Required prerequisites

[X] Make sure you've read the documentation. Your issue may be addressed there.
[X] Search the issue tracker to verify that this hasn't already been reported. +1 or comment there if it has.
[ ] If possible, make a PR with a failing test to give us a starting point to work on!

Describe the bug

Our compiler, nvq++, is capable of compiling CUDA Quantum code in two modes:

Library mode: in this case the compiler simply falls back to the host compiler.
Non-library mode (lack of better name): in this case, kernel code pass through our MLIR optimization pipeline.

The results we get from cudaq::sample are inconsistent when compiling the same program in different modes.

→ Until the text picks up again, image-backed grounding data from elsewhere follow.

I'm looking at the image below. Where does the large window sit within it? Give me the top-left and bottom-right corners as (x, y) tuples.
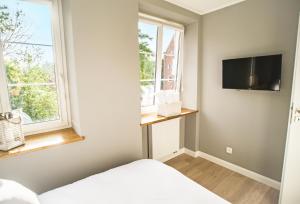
(139, 15), (184, 109)
(0, 0), (70, 134)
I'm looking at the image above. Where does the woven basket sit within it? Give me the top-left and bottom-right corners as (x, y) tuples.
(0, 112), (24, 151)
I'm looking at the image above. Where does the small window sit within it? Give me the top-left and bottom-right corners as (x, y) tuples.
(139, 21), (158, 107)
(0, 0), (70, 134)
(138, 15), (184, 111)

Steps to reproduce the bug

Take the following code kernel as an example:

#include <cudaq.h>
#include <iostream>

void foo() __qpu__ {
  cudaq::qubit a;
  cudaq::qubit b;
  x(a);
  mz(b);
  mz(a);
}

void bar() __qpu__ {
  cudaq::qubit a;
  cudaq::qubit b;
  x(a);
  auto ret_b = mz(b);
  auto ret_a = mz(a);
}

int main() {
  std::cout << "Foo:\n";
  auto result = cudaq::sample(foo);
  result.dump();

  std::cout << "Bar:\n";
  result = cudaq::sample(bar);
  result.dump();

  return 0;
}

When compiled with nvq++ foo_bar.cpp -o a, we get the following result:

Foo:
{ 01:1000 }
Bar:
{ 01:1000 }

When compiled with nvq++ --target quantinuum --emulate foo_bar.cpp -o a, we get the following result:

Foo:
{ 01:1000 }
Bar:
{
  ret_a : { 1:1000 }
   ret_b : { 0:1000 }
   __global__ : { 10:1000 }
}

Expected behavior

Getting the same result in all calls:

Foo:
{ 01:1000 }
Bar:
{ 01:1000 }

While the non-library mode allows us to have more control over what we can report back to the user, functionality that are allowed in both modes must have the same observable result.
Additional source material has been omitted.